A well-financed lobbying campaign by prominent U.S. politicians and former officials on behalf of a designated terrorist organization is focusing new attention on the group and its influential advocates.
Supporters of the Iranian opposition group Mujaheddin-e Khalq, or MEK, have met with senior Obama administration officials to push for the organization’s removal from the State Department’s terrorist list and better treatment of its members at a camp in Iraq.
Public appearances on behalf of the MEK by such people as former New York mayor Rudolph W. Giuliani, former Pennsylvania governor Edward G. Rendell and former Obama national security adviser James L. Jones had already sparked an investigation by the Treasury Department into whether payments of tens of thousands of dollars to some of them violated anti-terrorism laws.
In recent weeks, new questions have been raised about whether private meetings, conference calls and other contact with officials at the State Department and elsewhere in the administration over the past year require the advocates’ registration as lobbyists or agents of a foreign entity.

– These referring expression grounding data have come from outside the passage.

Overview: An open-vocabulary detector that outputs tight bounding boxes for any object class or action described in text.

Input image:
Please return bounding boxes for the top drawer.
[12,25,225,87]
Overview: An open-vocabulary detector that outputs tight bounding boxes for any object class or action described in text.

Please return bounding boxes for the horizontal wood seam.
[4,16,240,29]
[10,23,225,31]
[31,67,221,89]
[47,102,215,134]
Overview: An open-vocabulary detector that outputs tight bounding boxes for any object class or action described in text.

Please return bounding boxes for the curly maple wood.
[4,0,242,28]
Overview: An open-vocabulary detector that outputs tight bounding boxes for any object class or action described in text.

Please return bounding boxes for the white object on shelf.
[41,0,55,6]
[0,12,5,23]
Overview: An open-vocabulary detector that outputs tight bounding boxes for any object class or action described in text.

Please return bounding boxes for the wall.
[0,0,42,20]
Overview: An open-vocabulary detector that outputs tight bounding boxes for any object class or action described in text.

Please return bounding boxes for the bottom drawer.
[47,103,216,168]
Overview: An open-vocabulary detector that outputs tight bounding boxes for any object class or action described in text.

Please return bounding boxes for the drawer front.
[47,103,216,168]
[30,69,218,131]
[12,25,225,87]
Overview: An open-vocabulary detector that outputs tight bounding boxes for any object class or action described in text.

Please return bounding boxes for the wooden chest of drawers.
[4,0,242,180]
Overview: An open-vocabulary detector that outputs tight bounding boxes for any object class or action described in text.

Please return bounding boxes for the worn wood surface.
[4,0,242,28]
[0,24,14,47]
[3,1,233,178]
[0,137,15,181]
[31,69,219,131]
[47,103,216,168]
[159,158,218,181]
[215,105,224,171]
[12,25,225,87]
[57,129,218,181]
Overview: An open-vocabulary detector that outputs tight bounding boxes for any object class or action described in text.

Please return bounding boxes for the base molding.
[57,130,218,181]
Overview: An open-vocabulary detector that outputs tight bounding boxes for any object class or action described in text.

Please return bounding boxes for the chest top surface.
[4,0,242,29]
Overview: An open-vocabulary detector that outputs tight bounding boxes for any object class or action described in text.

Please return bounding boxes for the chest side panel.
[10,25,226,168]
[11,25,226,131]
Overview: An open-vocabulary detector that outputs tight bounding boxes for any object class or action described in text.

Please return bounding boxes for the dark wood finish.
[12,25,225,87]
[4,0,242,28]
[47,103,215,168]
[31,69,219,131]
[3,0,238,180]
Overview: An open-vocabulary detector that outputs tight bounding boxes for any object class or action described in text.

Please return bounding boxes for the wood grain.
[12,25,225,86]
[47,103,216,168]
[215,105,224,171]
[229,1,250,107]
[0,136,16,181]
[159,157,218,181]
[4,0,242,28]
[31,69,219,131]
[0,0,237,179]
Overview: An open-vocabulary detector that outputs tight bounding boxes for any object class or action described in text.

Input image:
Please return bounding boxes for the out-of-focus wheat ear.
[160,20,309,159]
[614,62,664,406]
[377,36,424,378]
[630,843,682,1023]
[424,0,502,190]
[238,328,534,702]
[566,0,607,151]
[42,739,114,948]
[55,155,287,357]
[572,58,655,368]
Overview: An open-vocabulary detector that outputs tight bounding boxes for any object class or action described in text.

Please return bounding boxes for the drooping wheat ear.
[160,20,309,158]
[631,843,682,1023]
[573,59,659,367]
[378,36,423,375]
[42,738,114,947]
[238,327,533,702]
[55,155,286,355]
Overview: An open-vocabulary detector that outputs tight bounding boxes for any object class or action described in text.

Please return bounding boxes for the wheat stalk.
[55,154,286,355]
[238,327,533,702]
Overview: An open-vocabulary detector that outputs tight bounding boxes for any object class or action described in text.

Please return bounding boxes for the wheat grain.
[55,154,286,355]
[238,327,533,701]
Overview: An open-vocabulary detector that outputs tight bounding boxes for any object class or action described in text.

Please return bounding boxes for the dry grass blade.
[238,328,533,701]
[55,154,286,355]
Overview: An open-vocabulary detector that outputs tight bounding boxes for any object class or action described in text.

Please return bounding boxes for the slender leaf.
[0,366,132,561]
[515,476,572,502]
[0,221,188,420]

Under federal law, advocates for foreign organizations are required to register as lobbyists and provide details about their clients and income. But the MEK supporters have not registered, which would require disclosing the amounts they are paid and the identities of officials with whom they meet.
The supporters argue that they are acting legitimately to facilitate U.S. policy decisions, which could make them exempt from registration requirements.
But scholars of lobbying regulations say the contacts with administration officials easily meet the definition of lobbying under the Foreign Agent Registration Act, a law that has sometimes led to criminal charges.
“The law applies to anyone engaged in political or lobbying activity — or even propaganda — on behalf of a foreign ‘principal,’ a term that is defined broadly,” said David Cole, a professor and expert on criminal and constitutional law at Georgetown University Law School. “It’s a very low bar.”
The new questions are the latest challenge for the MEK, which has been listed by the State Department as a terrorist organization since 1997 and was linked to the deaths of six Americans in the 1970s.
Trying to reshape image
The MEK has been campaigning for years to get off the terrorist list, including buying advertisements in The Washington Post and other publications. A federal appeals court has given Secretary of State Hillary Rodham Clinton until October to make a decision on whether to remove the group.
At the same time, the MEK and its advocates have been clashing with the Iraqi government over efforts to relocate 3,300 MEK members living in exile at a former Iraqi military base since the mid-1980s.
The MEK has enlisted some of the biggest names in U.S. politics and national security. In addition to Giuliani, Rendell and Jones, the group’s advocates have included former homeland security secretary Tom Ridge, former Vermont governor Howard Dean, former U.S. attorney general Michael Mukasey, former FBI director Louis Freeh, former Joint Chiefs chairman Hugh Shelton, former U.N. ambassadors John Bolton and Bill Richardson, and Mitchell Reiss, a former State Department official who has been among Republican president candidate Mitt Romney’s top foreign policy advisers since 2008.
Rendell, Giuliani and Mukasey were among 16 prominent former U.S. officials who flew to Paris for a pro-MEK rally last month. Also in Paris was Newt Gingrich, the former House speaker and Republican presidential candidate. In a video, Gingrich is seen bowing to the MEK’s co-founder. Afterward, Gingrich appealed for “decisive action” by the United States on the group’s behalf.
The MEK and its umbrella group, the National Council of Resistance of Iran, denied asking anyone to lobby for them.
The dissidents “have not asked anyone in the United States to advocate for them, nor do they have any agents or lobbyists in that country,” said Shahin Gobadi, a spokesman. He said State Department officials had asked U.S. supporters to intervene to prevent a “humanitarian catastrophe” at the MEK’s Iraqi camp, and noted that more than 100 U.S. lawmakers have co-sponsored legislation to remove the MEK from the terrorist list.
Still, some of the MEK’s prominent surrogates have acknowledged accepting travel expenses from MEK-allied groups as well as speaking fees of $10,000 to $40,000 per engagement. Rendell has acknowledged accepting more than $150,000 in expenses from MEK supporters. Before he began speaking on their behalf, he says, he knew very little about the MEK.
The supporters, some of whom have acknowledged intervening on the MEK’s behalf with U.S. officials, say their motives are humanitarian. They say pro-Iranian elements in the Iraqi government have attacked the group’s followers since U.S. troops who had protected them left Iraq.